At least I can claim to have done this much on my own, even if at the end it was a commercial failure. Not because I didn't have customers, but because I really didn't make a living off it and it was an uphill battle.
I had Verizon (then Bell Atlantic) run six commercial telephone lines into the apartment (these were used for picking up the dial-up calls) and a 128 KBps ISDN line to my apartment and at my upstream providers location. I bought two Webramp ISDN routers and had one placed at my apartment and the other at my upstream providers location. All my traffic was routed thru this ISDN connection. I still have these routers in their original boxes here.
I had two computers running the whole show (I don't remember the size of the hard drives). The operating system was Windows NT 4 Workstation. One was an AMD 160 Megahertz computer that was serving as the e-mail, Usenet (a few select text groups only), and DNS servers, and the other was a 200-something MHz computer running the Wildcat!

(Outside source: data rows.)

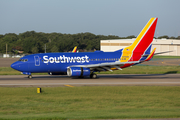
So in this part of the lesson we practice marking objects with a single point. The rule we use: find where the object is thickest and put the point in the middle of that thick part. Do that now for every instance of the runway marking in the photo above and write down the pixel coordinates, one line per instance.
(107, 83)
(69, 85)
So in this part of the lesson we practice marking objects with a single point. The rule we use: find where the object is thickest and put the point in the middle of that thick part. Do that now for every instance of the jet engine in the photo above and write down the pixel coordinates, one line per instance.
(78, 71)
(57, 73)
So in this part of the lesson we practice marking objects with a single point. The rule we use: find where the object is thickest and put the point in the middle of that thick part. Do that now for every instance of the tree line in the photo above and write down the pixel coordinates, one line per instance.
(36, 42)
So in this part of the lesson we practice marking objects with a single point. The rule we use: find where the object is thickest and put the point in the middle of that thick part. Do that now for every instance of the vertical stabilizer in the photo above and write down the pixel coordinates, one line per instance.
(142, 43)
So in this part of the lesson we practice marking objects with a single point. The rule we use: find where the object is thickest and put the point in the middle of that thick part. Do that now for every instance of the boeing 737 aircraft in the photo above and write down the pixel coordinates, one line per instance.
(87, 63)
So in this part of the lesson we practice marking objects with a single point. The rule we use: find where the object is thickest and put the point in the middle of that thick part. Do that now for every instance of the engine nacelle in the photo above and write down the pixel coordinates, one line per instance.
(78, 71)
(57, 73)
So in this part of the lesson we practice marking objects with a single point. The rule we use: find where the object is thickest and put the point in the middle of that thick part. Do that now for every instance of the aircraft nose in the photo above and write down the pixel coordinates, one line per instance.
(14, 66)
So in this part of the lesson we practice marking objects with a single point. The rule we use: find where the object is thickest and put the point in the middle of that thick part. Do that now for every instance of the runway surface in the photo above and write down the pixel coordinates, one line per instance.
(106, 80)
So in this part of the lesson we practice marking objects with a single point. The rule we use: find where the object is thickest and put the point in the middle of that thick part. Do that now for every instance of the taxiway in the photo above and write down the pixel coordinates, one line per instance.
(105, 80)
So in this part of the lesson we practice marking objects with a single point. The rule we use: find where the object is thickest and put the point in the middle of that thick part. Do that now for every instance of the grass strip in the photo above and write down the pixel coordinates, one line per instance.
(129, 70)
(98, 102)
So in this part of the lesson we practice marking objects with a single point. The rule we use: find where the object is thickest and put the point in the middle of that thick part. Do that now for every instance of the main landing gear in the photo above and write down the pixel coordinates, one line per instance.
(93, 75)
(30, 76)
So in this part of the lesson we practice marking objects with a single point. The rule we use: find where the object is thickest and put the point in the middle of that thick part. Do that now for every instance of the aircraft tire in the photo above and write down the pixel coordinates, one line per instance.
(93, 75)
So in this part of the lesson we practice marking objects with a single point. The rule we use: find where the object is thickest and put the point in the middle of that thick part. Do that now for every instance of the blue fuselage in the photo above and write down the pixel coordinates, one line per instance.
(58, 62)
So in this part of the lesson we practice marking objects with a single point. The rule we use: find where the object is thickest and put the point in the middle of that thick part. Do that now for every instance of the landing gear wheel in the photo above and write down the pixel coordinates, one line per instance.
(30, 76)
(93, 75)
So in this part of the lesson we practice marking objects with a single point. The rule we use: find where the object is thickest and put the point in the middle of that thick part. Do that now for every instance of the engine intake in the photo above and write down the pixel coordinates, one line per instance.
(78, 71)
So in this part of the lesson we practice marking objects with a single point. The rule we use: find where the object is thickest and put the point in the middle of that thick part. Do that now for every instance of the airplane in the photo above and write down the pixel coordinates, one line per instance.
(87, 63)
(75, 49)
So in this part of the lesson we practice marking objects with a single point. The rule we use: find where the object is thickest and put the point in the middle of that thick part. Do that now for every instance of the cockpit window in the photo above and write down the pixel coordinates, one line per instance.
(23, 60)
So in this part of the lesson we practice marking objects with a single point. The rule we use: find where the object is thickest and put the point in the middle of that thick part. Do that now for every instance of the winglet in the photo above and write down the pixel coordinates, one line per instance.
(75, 49)
(150, 55)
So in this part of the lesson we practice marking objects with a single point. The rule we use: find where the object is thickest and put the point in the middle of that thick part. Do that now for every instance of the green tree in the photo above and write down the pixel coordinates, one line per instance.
(35, 50)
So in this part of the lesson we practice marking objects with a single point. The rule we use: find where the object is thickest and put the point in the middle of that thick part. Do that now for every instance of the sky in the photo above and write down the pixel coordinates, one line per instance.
(101, 17)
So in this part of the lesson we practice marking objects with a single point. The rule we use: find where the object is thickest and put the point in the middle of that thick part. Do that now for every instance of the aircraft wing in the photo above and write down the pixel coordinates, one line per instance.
(105, 66)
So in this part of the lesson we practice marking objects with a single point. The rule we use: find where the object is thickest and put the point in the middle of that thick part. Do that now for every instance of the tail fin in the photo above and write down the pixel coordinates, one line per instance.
(142, 44)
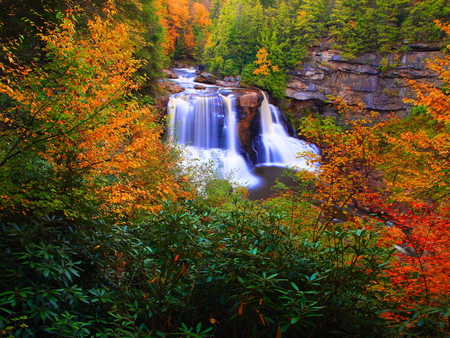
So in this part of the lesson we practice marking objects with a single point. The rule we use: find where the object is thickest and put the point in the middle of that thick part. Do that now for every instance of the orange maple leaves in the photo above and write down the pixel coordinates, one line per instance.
(77, 114)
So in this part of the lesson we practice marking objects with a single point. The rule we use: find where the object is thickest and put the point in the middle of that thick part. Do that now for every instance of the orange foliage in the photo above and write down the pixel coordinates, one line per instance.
(82, 118)
(180, 18)
(265, 65)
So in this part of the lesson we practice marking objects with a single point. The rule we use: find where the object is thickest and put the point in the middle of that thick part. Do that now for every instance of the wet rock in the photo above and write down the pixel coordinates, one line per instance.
(375, 81)
(207, 78)
(169, 74)
(170, 87)
(222, 83)
(248, 102)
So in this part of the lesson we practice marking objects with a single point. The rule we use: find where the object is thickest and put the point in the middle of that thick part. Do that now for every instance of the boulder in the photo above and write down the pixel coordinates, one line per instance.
(375, 81)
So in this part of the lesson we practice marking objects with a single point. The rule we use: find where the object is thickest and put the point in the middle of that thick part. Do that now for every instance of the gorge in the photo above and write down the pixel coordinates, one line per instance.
(236, 130)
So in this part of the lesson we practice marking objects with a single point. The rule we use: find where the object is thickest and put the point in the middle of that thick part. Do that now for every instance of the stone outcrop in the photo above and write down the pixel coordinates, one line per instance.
(169, 74)
(377, 82)
(248, 102)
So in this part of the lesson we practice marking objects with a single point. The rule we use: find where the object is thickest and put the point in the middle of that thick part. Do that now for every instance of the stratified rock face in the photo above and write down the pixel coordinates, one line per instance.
(377, 82)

Interactive Net Server (WINS). The DNS software I was running was BIND. I remember buying the book DNS and BIND 2nd edition to learn how to setup it up properly.
WINS is a hybrid between a BBS and a TCP/IP server. This was the software that would pick up the dial-up calls and route them to the Internet, or users could stay on the BBS where I also provided interactive casino games. These games are graphical in nature and not the old ASCII type BBS games. I remember that two dial-up customers who, when out of town, would get Internet connections and login to their accounts thru the Internet on my system and play the casino style games.
I also had one in-house dedicated hosting customer--a local Chinese newspaper. This customer alone was paying enough for me to cover the cost of the ISDN service. They kept their computer in my apartment and then logged-in remotely using pcAnywhere to manage their server. A few months later I was providing HTTP and FTP services using the Alibaba HTTP server and Cat-Soft's Serv-U FTP server.
I had a lot of fun and some bad days too, some dial-up customers would be irritated because I was blasting them with too many ads! As much as I tried to explain the Internet to them they could never get it thru their thick heads what the Internet really was. A business customer of mine was calling me to ask how I was able to become partners with Microsoft Corp., I was like what? We all know that when we first run Internet Explorer the first page we see is Microsoft's, so naturally he assumed I was in partnership with the mighty empire and getting rich off the annoying ads. LOL!
Originally posted on one of my blogs by me on December 6, 2005.